Lincoln'lü veya Lincoln'süz
Haberin Devamı ›
Hazırlık maçlarının böyle sallantılı hali vardır işte: “Bu takım Galatasaray mı?” evet derseniz evet, hayır derseniz de hayır! Karşıyaka topu kaptığında Galatasaray’ın savunma hattına 3-4 adamla yerleşmesine rağmen bunun bir duruş göstermekten öte hiçbir işlevsel yönü yoktu. Lincoln’ün yokluğu tribünlerde belli ölçüde hayalkırıklığı yarattı ama Lincoln’lü veya Lincoln’süz, Galatasaray, rakip sahaya geçer geçmez kaleye inmeyi başarmak zorunda. Sahanın iyilerinden olan Okan’ın oyun zekası ve gayreti ile sağ kanat genelde gayet üretken bir görüntü de iken, Arda’nın solda inatla ve artık zekice gözükmeyen bir biçimde çok top tutması yüzünden sürekli tempo ve top kaybettiler. Ardan’nın bu tutumu yapısal bir hale gelirse gayet potansiyelli olan Volkan’ın bindirmelerinden verim almak güçleşecektir. Lincoln’lü veya Lincoln’süz, forvetlerin de çok uyumlu olması gerekiyor.
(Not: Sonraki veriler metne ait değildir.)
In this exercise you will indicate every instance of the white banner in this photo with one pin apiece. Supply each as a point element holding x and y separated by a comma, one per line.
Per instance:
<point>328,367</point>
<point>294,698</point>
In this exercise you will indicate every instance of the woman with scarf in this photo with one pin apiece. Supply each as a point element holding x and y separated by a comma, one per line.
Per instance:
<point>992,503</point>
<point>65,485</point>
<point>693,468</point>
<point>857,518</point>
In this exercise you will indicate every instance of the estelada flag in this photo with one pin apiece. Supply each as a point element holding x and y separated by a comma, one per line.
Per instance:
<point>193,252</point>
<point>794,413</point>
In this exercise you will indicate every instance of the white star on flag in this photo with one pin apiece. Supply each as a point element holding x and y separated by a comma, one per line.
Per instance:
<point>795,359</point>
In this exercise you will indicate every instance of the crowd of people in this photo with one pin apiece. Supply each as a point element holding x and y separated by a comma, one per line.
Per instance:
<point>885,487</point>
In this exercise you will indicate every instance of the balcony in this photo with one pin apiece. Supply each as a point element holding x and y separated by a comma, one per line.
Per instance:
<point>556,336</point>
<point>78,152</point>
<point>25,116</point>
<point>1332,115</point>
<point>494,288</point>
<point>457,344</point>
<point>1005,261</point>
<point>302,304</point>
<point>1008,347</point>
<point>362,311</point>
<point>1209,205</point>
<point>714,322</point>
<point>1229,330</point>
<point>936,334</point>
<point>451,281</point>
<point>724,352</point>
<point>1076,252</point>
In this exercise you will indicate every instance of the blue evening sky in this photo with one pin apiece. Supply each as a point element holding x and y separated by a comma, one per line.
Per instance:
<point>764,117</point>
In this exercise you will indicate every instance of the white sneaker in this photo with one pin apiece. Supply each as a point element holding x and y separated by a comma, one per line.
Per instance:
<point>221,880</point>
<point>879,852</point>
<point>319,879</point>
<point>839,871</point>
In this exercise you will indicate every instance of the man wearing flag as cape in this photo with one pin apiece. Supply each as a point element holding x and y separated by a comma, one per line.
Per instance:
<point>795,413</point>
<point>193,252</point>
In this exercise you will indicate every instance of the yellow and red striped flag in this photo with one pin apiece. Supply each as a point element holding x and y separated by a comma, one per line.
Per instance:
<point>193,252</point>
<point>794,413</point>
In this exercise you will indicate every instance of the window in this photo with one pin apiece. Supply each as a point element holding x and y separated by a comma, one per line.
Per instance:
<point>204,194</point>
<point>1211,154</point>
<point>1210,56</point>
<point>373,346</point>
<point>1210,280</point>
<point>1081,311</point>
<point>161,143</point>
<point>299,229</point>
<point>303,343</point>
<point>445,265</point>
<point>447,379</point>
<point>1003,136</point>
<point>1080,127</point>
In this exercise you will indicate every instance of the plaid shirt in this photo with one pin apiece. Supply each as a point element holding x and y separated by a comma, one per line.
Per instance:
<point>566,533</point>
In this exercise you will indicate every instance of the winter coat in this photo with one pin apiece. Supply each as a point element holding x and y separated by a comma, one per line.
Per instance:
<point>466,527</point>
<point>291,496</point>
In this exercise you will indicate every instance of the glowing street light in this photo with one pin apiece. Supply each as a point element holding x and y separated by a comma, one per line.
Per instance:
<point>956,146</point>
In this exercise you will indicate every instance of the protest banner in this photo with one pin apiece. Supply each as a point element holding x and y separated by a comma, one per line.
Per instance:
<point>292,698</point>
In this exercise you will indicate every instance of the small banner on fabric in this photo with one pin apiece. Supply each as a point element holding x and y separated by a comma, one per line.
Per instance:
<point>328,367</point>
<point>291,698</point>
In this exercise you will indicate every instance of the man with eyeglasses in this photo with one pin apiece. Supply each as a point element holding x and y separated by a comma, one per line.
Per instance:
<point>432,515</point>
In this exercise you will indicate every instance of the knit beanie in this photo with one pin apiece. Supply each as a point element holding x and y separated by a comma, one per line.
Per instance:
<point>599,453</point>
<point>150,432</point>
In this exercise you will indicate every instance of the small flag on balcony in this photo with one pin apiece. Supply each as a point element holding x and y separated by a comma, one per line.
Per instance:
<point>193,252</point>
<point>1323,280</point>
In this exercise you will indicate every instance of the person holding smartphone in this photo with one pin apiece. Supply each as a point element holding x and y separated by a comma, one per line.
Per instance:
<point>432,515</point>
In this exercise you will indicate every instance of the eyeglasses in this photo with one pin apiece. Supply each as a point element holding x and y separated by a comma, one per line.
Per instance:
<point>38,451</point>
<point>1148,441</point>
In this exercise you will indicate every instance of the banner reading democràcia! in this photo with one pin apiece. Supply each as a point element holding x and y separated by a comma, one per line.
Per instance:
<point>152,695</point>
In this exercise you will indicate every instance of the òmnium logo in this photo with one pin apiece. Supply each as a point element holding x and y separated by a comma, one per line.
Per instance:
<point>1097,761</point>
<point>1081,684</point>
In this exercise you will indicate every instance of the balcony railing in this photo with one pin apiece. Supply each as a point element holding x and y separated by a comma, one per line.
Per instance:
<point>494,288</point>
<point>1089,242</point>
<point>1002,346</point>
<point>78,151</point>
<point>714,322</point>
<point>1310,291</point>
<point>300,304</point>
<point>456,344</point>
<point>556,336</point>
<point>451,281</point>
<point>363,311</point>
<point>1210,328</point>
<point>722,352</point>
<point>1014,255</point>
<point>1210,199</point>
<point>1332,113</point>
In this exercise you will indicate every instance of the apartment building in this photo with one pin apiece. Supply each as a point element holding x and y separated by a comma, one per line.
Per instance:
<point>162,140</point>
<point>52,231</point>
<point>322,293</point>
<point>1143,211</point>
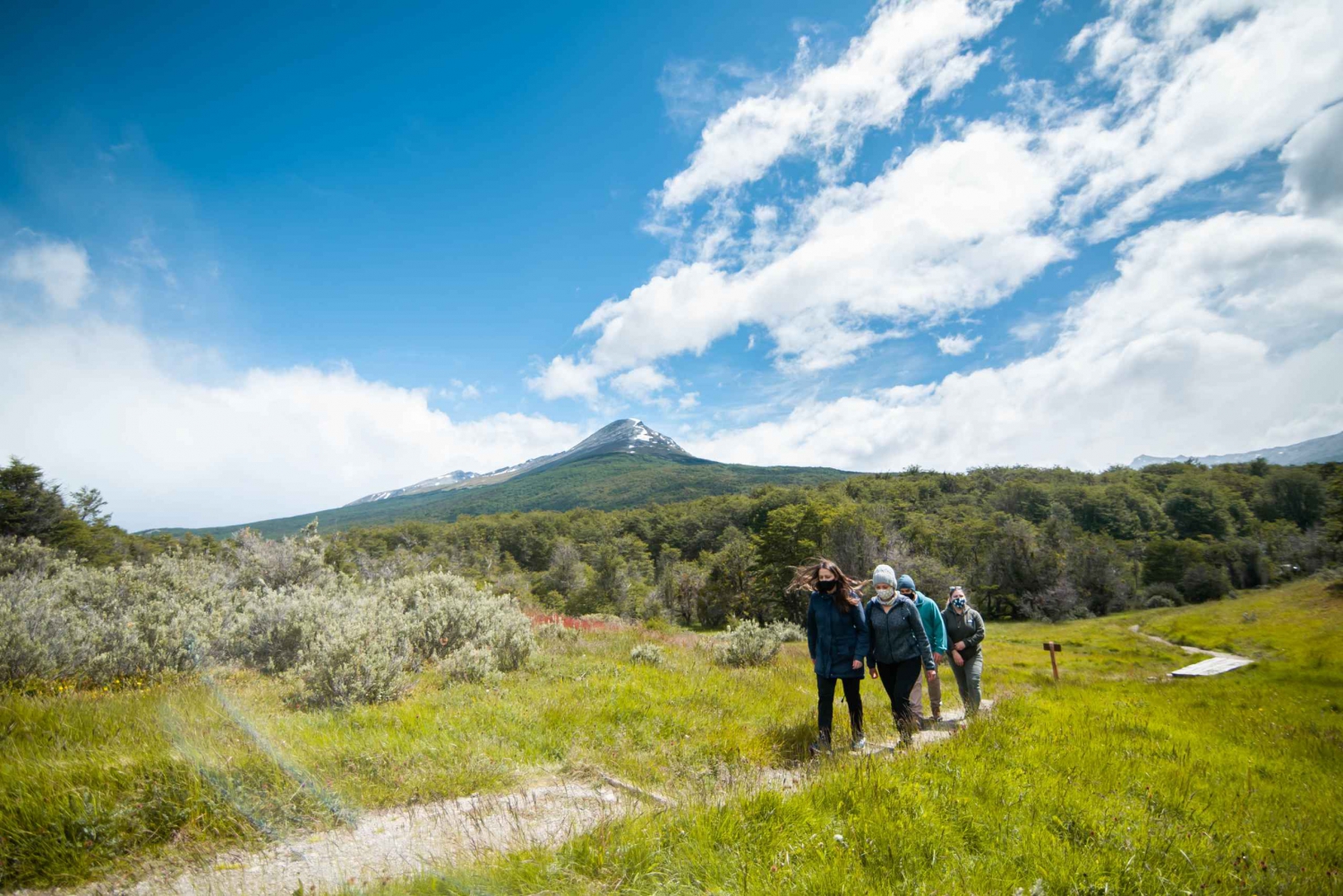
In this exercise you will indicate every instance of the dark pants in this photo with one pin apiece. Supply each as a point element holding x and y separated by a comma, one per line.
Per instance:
<point>826,704</point>
<point>899,678</point>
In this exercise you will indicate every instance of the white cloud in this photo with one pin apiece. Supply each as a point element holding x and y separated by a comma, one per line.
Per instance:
<point>948,230</point>
<point>1202,85</point>
<point>102,405</point>
<point>59,269</point>
<point>956,344</point>
<point>910,46</point>
<point>1028,330</point>
<point>566,378</point>
<point>641,383</point>
<point>964,220</point>
<point>1216,336</point>
<point>1313,158</point>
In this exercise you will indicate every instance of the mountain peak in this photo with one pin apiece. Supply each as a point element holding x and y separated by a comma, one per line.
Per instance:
<point>628,435</point>
<point>617,437</point>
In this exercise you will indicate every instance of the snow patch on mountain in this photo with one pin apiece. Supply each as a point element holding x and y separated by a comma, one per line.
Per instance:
<point>623,437</point>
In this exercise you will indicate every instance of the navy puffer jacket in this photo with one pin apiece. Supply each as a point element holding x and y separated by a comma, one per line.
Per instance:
<point>835,638</point>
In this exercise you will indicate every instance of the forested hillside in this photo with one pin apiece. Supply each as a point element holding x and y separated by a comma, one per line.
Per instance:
<point>602,482</point>
<point>1025,542</point>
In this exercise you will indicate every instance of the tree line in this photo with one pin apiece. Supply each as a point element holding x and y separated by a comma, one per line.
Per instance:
<point>1026,543</point>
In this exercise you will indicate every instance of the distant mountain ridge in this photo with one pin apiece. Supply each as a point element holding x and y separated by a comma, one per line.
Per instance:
<point>623,465</point>
<point>1322,450</point>
<point>628,437</point>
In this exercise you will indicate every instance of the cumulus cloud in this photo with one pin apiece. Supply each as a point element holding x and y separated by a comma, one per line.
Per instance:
<point>641,383</point>
<point>956,344</point>
<point>1313,158</point>
<point>1216,335</point>
<point>59,269</point>
<point>910,46</point>
<point>104,405</point>
<point>959,223</point>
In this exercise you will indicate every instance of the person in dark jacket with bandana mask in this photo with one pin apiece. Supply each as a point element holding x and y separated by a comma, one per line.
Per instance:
<point>964,635</point>
<point>899,651</point>
<point>837,640</point>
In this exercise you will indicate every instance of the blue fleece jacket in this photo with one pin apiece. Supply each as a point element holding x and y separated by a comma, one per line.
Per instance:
<point>931,616</point>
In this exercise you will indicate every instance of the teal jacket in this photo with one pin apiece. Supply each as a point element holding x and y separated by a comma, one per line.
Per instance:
<point>929,614</point>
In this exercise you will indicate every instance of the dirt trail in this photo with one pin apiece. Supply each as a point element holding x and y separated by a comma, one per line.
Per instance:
<point>416,839</point>
<point>1219,664</point>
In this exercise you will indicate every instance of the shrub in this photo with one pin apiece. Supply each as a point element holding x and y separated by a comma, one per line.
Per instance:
<point>1163,594</point>
<point>359,654</point>
<point>472,664</point>
<point>789,632</point>
<point>276,565</point>
<point>1055,603</point>
<point>1205,582</point>
<point>445,611</point>
<point>273,629</point>
<point>748,644</point>
<point>647,654</point>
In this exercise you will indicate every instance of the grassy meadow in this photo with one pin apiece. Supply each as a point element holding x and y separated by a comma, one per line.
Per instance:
<point>1117,780</point>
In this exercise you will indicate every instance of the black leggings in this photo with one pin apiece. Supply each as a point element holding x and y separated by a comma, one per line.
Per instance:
<point>826,704</point>
<point>899,678</point>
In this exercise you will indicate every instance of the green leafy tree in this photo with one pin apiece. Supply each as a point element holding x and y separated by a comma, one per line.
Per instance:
<point>1294,495</point>
<point>1198,507</point>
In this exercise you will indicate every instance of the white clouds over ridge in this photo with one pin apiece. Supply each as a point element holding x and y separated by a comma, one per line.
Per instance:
<point>1213,330</point>
<point>99,403</point>
<point>1168,93</point>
Hakan Şükür, Kalli ile bir yenilenmenin eşiğinde duruyor gibi bir hava verdi, defansın arkasına sayısız koşu yaptı. Enerjik olmasından da önemlisi moralli bir izlenim yaratmasıydı. Ümit Karan kaleye en çok bakan, vuruş yapan ve kaçıran oyuncuydu. Karan, gol kaçırdıkça atmayı daha çok istedi ve birkaç pozisyonda Hakan’a pas vermek yerine vuruş deneyince Hakan da paslarında cimrileşti sanki. Oysa ki Ümit’in kafa ile indirdiği topla Hakan’ın attığı golle, birlikte ne kadar güzel işler yapacaklarını göstermişlerdi. Linderonth’u pek göremedik ancak topu oyuna çok iyi soktuğunu da söyleyemeyiz şimdilik.